También acostumbraba a poner en circulación sus propios dobles; es decir, varios Manuel Rodríguez que se desplazaban por el norte y el sur para confundir y perturbar a los uniformados de la Corona. De hecho, esas tácticas dieron sus frutos: Marcó del Pont estaba desesperado al punto de prohibir por decreto el andar a caballo desde el Maipo al Maule.
Al comienzo de 1817, durante una recepción ofrecida por el Gobernador en su residencia, éste departía con el marqués de Casablanca, recién llegado de la Madre Patria en misión oficial. Y sus palabras fueron:
–Pierda cuidado, porque los insurgentes han sido borrados del reino. Y sólo van quedando algunos bandoleros en el sur. Pero nuestros Talaveras se encargarán de ellos.
El marqués se mostró gratamente sorprendido.
Nuevamente Marcó del Pont estuvo lejos de imaginar que ese hombre almibarado no era otro que Rodríguez.
Mientras tanto el Ejército de los Andes ya avanzaba hacia Chile.
La revolución permanente
Exactamente al mes de iniciado el cruce cordillerano, la victoria de Chacabuco puso fin en Chile a la dominación española. O’Higgins fue nombrado Director Supremo. Su relación con Rodríguez se tornó vidriosa. Y eso se agravó con el fusilamiento del bandolero Neira.
Además, O`Higgins acusaba a Rodríguez de alborotador. Su respuesta fue: “Soy de los que piensan que los gobiernos deben cambiarse cada año a lo más. Si fuese Director y no encontrase quien me hiciera la revolución, me la haría yo mismo”.
El 19 de marzo de 1818 ocurrió el ataque español a las fuerzas chilenas en Cancha Rayada. O’Higgins fue dado por muerto y la independencia pendía de un hilo. Rodríguez entonces asumió la suma del poder y se puso al frente de la resistencia al grito de: “¡Aún tenemos patria, ciudadanos!”.
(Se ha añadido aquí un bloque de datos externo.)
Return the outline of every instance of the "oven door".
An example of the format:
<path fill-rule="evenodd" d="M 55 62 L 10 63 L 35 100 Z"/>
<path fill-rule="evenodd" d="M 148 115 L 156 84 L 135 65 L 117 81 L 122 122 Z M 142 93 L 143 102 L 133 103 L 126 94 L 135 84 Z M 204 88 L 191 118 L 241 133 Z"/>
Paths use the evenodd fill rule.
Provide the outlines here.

Su iniciativa –apuntalada con la creación de los Húsares de la Muerte, una milicia de 200 hombres– logró contener el asedio realista en Santiago.
En realidad O’Higgins estaba vivito y coleando, aunque herido.
Entonces Rodríguez le devolvió el mando de la república y se puso a su servicio. Un gesto no correspondido: O’Higgins ni siquiera supo valorar su rol en los recientes acontecimientos y lo sometió al ostracismo.
El 5 de abril, la victoria de San Martín en Maipú consolidó para siempre la independencia chilena
Poco después, Rodríguez osó entrar a caballo al patio del Palacio de los Gobernadores para increpar a O’Higgins por el fusilamiento en Buenos Aires de los hermanos José Miguel y Luis Carrera. Ese día terminó en un calabozo del cuartel de los Cazadores de los Andes. Semanas más tarde, un batallón de aquel cuerpo –al mando del coronel argentino Rudecindo Alvarado– inició su traslado hacia la lejana cárcel militar de Quillota.
Dicen que la noche anterior, en el mayor de los secretos, O’Higgins se reunió con Monteagudo para decidir la suerte del díscolo patriota.
En la mañana del 26 de mayo, tras pernoctar en Polpaico, la caravana que llevaba al prisionero se detuvo en el paraje Til-til.
Allí Manuel Rodríguez fue asesinado por la espalda a tiros de fusil.